Am 10. September 2002 schaffte es ein gewisser Jeff Baird, ein uraltes Backup auszulesen und eine Text-Nachricht wiederherzustellen, die fast 20 Jahre vorher in einem Bulletin-Board hinterlassen wurde. Bulletin-Boards waren eine Art (digitales) „Schwarzes Brett“ in der Zeit vor dem Internet, wie man sie heute nur noch von Supermärkten kennt, auf denen Mathe-Nachhilfe angeboten wird oder Reinigungskräfte gesucht werden.
Die wiedergefundene Nachricht stammt von Scott Fahlman. Er hat am 19. September 1982 vorgeschlagen, dass man ein lachendes Emoticon (Smiley aus Buchstaben und Zeichen) verwenden solle, um einen Post auf dem Bulletin-Board als „witzig“ oder „ironisch“ zu kennzeichnen. Es ging um eine Diskussion, in der Teilnehmer einen Beitrag anders interpretiert hatten, als es der Autor meinte. Auch wenn in Reader’s Digest 1967 und in einem Interview in der New York Times 1969 ähnliches vorgeschlagen wurde, Fahlmann war der Erste, der die Emoticons :-) und :-( öffentlich verwendete.
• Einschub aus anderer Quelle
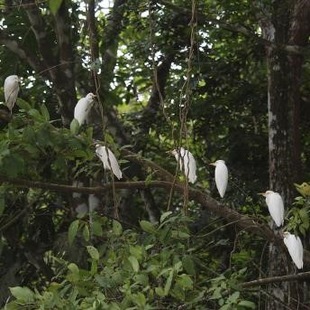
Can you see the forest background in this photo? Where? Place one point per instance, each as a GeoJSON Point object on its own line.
{"type": "Point", "coordinates": [224, 79]}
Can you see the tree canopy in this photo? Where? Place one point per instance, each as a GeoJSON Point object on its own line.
{"type": "Point", "coordinates": [224, 80]}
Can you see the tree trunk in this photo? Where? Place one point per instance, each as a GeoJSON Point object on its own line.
{"type": "Point", "coordinates": [288, 25]}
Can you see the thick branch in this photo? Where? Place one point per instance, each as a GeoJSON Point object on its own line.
{"type": "Point", "coordinates": [15, 47]}
{"type": "Point", "coordinates": [287, 278]}
{"type": "Point", "coordinates": [292, 49]}
{"type": "Point", "coordinates": [39, 29]}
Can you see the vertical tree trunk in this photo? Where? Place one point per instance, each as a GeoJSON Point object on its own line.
{"type": "Point", "coordinates": [288, 25]}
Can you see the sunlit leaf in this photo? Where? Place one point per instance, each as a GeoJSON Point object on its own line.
{"type": "Point", "coordinates": [72, 232]}
{"type": "Point", "coordinates": [54, 5]}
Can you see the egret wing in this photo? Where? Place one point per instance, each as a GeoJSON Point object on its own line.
{"type": "Point", "coordinates": [221, 178]}
{"type": "Point", "coordinates": [276, 208]}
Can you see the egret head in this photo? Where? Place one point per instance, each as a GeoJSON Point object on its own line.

Der Aufruf von Fahlmann, Smileys zu verwenden, sollte dazu dienen, Missverständnisse zu vermeiden. Das hat wohl auch jahrzehntelang funktioniert. Bis heute. Heute kann es vorkommen, dass Smiley Missverständnisse hervorrufen. Einen kanadischen Landwirt kostete ein falsch verstandenes Emoji sogar über 55.000€.
Die häufigsten Missverständnisse dürften vermutlich ein Generationenproblem sein. Ähnlich wie man ab einem gewissen Alter bei Jugendsprache nicht mehr mitkommt. So bedeutet ein Auberginen-Emoji mit drei Wassertropfen eben nicht, dass das Gemüse heute aber frisch ist. Und genau wie früher, erklärt uns das die BRAVO in einer Art Dr. Sommer-Spezial.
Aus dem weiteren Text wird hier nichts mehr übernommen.